The square root is the inverse of the square of the number. 4608 is not a perfect square. The square root of 4608 is expressed in both radical and exponential form. In the radical form, it is expressed as √4608, whereas \(4608^{1/2}\) in the exponential form. √4608 ≈ 67.856, which is an irrational number because it cannot be expressed in the form of p/q, where p and q are integers and q ≠ 0.

The prime factorization method is used for perfect square numbers. However, the prime factorization method is not used for non-perfect square numbers where the long-division method and approximation method are used. Let us now learn the following methods:

• Prime factorization method
• Long division method
• Approximation method

The product of prime factors is the prime factorization of a number. Now let us look at how 4608 is broken down into its prime factors.

Step 1: Finding the prime factors of 4608

Breaking it down, we get 2 × 2 × 2 × 2 × 2 × 2 × 2 × 2 × 3 × 3 × 2.

Step 2: Now we have found the prime factors of 4608. The next step is to make pairs of those prime factors. Since 4608 is not a perfect square, the digits of the number can’t be grouped in pairs to result in a whole number as the square root. Therefore, calculating √4608 using prime factorization gives an approximate value.

The long division method is particularly used for non-perfect square numbers. In this method, we should check the closest perfect square number for the given number. Let us now learn how to find the square root using the long division method, step by step.

Step 1: To begin with, we need to group the numbers from right to left. In the case of 4608, we need to group it as 08 and 46.

Step 2: Now we need to find n whose square is less than or equal to 46. We can say n as ‘6’ because 6 × 6 = 36, which is less than 46. Now the quotient is 6 and after subtracting 36 from 46, the remainder is 10.

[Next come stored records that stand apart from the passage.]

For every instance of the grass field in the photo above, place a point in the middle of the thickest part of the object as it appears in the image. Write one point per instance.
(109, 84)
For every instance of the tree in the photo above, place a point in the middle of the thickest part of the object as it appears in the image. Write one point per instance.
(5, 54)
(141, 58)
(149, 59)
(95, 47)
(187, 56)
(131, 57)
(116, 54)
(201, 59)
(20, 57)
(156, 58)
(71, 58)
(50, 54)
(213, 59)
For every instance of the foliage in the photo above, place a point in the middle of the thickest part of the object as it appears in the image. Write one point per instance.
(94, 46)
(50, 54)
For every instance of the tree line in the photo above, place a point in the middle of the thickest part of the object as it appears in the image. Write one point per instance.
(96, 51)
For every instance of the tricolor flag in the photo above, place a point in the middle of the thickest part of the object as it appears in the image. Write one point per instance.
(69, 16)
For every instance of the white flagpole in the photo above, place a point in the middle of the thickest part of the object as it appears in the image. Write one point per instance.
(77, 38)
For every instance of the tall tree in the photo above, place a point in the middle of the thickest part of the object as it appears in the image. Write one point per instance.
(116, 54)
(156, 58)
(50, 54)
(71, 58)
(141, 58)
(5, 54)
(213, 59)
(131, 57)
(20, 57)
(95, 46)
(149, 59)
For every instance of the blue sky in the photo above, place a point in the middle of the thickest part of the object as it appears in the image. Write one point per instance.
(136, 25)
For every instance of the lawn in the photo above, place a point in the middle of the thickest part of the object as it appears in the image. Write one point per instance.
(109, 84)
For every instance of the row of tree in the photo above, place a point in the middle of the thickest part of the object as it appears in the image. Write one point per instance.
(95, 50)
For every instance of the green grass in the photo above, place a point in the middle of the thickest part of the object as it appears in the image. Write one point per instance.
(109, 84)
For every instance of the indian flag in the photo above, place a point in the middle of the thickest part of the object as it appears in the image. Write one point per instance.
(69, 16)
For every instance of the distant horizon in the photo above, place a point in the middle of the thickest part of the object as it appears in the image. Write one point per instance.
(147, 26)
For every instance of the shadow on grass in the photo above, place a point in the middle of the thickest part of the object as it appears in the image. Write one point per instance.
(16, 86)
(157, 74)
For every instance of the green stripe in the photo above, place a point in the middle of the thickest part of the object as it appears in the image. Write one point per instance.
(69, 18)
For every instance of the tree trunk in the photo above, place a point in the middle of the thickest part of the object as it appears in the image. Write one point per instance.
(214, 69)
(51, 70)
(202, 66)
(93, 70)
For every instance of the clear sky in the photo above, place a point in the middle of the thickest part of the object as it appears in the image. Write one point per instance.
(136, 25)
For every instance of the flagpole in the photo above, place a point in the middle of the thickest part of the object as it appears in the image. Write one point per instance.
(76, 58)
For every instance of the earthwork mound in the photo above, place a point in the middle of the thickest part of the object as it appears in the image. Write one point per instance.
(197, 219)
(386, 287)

Step 3: Now let us bring down 08, making the new dividend 1008. Add the old divisor with the same number, 6 + 6 = 12, which will be our new divisor.

Step 4: We need to find n such that 12n × n ≤ 1008. Let n be 8, so 128 × 8 = 1024, which is greater than 1008, so we use n = 7 instead.

Step 5: Subtract 128 × 7 = 896 from 1008, the difference is 112, and the new quotient is 67.

Step 6: Since the dividend is less than the divisor, we need to add a decimal point. Adding the decimal point allows us to add two zeroes to the dividend. Now the new dividend is 11200.

Step 7: Now we need to find the new divisor and continue the division process until sufficient decimal places are achieved.

So the square root of √4608 ≈ 67.856.

The approximation method is another method for finding the square roots; it is an easy method to find the square root of a given number. Now let us learn how to find the square root of 4608 using the approximation method.

Step 1: Now we have to find the closest perfect squares to √4608. The smallest perfect square less than 4608 is 4096, and the largest perfect square greater than 4608 is 4624. √4608 falls somewhere between 64 and 68.

Step 2: Now we need to apply the approximation formula: (Given number - smallest perfect square) / (Greater perfect square - smallest perfect square) (4608 - 4096) / (4624 - 4096) = 512 / 528 ≈ 0.9697 Using the formula, we identified the decimal point of our square root. The next step is adding the integer value we got initially to the decimal number which is 64 + 3.856 = 67.856, so the square root of 4608 is approximately 67.856.

• Square root: A square root is the inverse of a square. Example: \(4^2 = 16\) and the inverse of the square is the square root that is √16 = 4.

• Irrational number: An irrational number is a number that cannot be written in the form of p/q, where q is not equal to zero and p and q are integers.

• Principal square root: A number has both positive and negative square roots, however, it is always the positive square root that has more prominence due to its uses in the real world. That is the reason it is also known as the principal square root.

• Prime factorization: This is the process of expressing a number as the product of its prime factors. For example, the prime factorization of 18 is 2 × 3 × 3.

• Approximation method: A method used to find an approximate value of a square root by using values of known perfect squares close to the given number.